TGEU stands in solidarity with LGBTI people in Kazakhstan and rejects attempts to criminalise and stigmatise the LGBTI community.

Read the appeal from the Kazakhstan LGBTI community below and learn how to support them.

Appeal from the Kazakhstan LGBTI movement to the global LGBTI community

We, LGBTI activists and allies in Kazakhstan, call upon the global LGBTI community to support us by spreading information about the situation in our country and region. There are attempts to introduce draconian measures aimed at further restricting the LGBTI movement and threatening the right to freedom of expression for LGBTI people in Kazakhstan. Since the beginning of 2024, the LGBTI movement in Kazakhstan has faced unprecedented attacks from the authorities and anti-LGBTI groups.
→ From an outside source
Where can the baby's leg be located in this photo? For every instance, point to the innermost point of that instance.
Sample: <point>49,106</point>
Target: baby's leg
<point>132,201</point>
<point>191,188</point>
In February, a website aimed at informing LGBTI children and teens was blocked. In March, Almaty authorities banned feminists from organising a women’s rally, justifying their decision with LGBTI-phobic statements from the population. In April, several members of the Kazakh Parliament attempted to introduce a legislative ban on mentioning LGBTI in the media. Additionally, two other members proposed criminal liability for the same “propaganda” of LGBTI people, with punishments of up to seven years in prison. These attempts were followed by a series of raids conducted by law enforcement targeting LGBTI clubs and parties in major cities, during which hundreds of LGBTI people were illegally detained. In June, the Kazakhstan Union of Parents, an anti-gender organisation, initiated a petition on a special state platform calling for measures to ban the so-called LGBTI “propaganda” in Kazakhstan.

As stipulated by the law, authorities are required to consider petitions that receive more than 50,000 signatures at the government level. To ensure the petition gained the required number of signatures, various government agencies allegedly forced their employees, and school principals pressured teachers, to support the anti-LGBTI petition. As a result of this extensive use of administrative resources, the petition received the necessary signatures, and the Ministry of Culture and Information has begun the process of reviewing it.

We believe that the state’s registration of this petition was illegal. The law governing petitions prohibits the state from accepting petitions that restrict human rights of people. The Ministry of Culture and Information of Kazakhstan should have rejected it initially, but instead, they accepted it for consideration.

This indicates that the Kazakh authorities are interested in further restricting the rights of LGBTI people in Kazakhstan. In our country, it is impossible to register LGBTI organisations, organise pride marches, and the right to transgender transition is not accessible. Legal gender recognition involves discriminatory norms. At the beginning of 2024, the President of Kazakhstan signed a law prohibiting LGBTI people from mentoring and adopting orphans. Additionally, the right to equal marriage for LGBTI people is prohibited by the Code on Marriage and Family, which explicitly states that “marriage between persons of the same sex is not allowed” (Clause 1, Article 11).

At the national level, we are taking all possible measures to oppose any attempts to prohibit the so-called “propaganda” of LGBTI people, which, as a phenomenon, is absurd and does not exist. We hope that Kazakhstan, as a country that values and is highly concerned about its international image, will abandon this initiative under the influence of international criticism. We hope that the more foreign and international media write about these issues in Kazakhstan, the more effective our collective advocacy will be.

In this regard, we appeal to all of you to help spread information about the alarming situation in Kazakhstan. To do this, we ask the following:

  • Connect us with journalists/reporters in your countries, who are ready to talk with us and share more on the situation regarding LGBTI rights in Kazakhstan.
  • If you are in touch with members of parliament in your countries who are on international affairs committees, inform them about the situation with LGBTI rights in Kazakhstan and ask them to express concerns to the Parliament of Kazakhstan within the framework of international inter-parliamentary relations.
  • If you are in touch with the Ministry of Foreign Affairs of your country, also inform them and ask them to send an appropriate diplomatic note of concern to the government of Kazakhstan.
  • Organise protests in front of Kazakhstan embassies and consulates in your cities, if it is safe and possible in your country. If you decide to help us in this way, please first coordinate the text of the calls and banners with us.

Kazakhstan is currently the only country in Central Asia where the LGBTI movement can still openly conduct advocacy work. We aim to at least maintain this space, and ideally, expand it. In this effort, we hope for your support.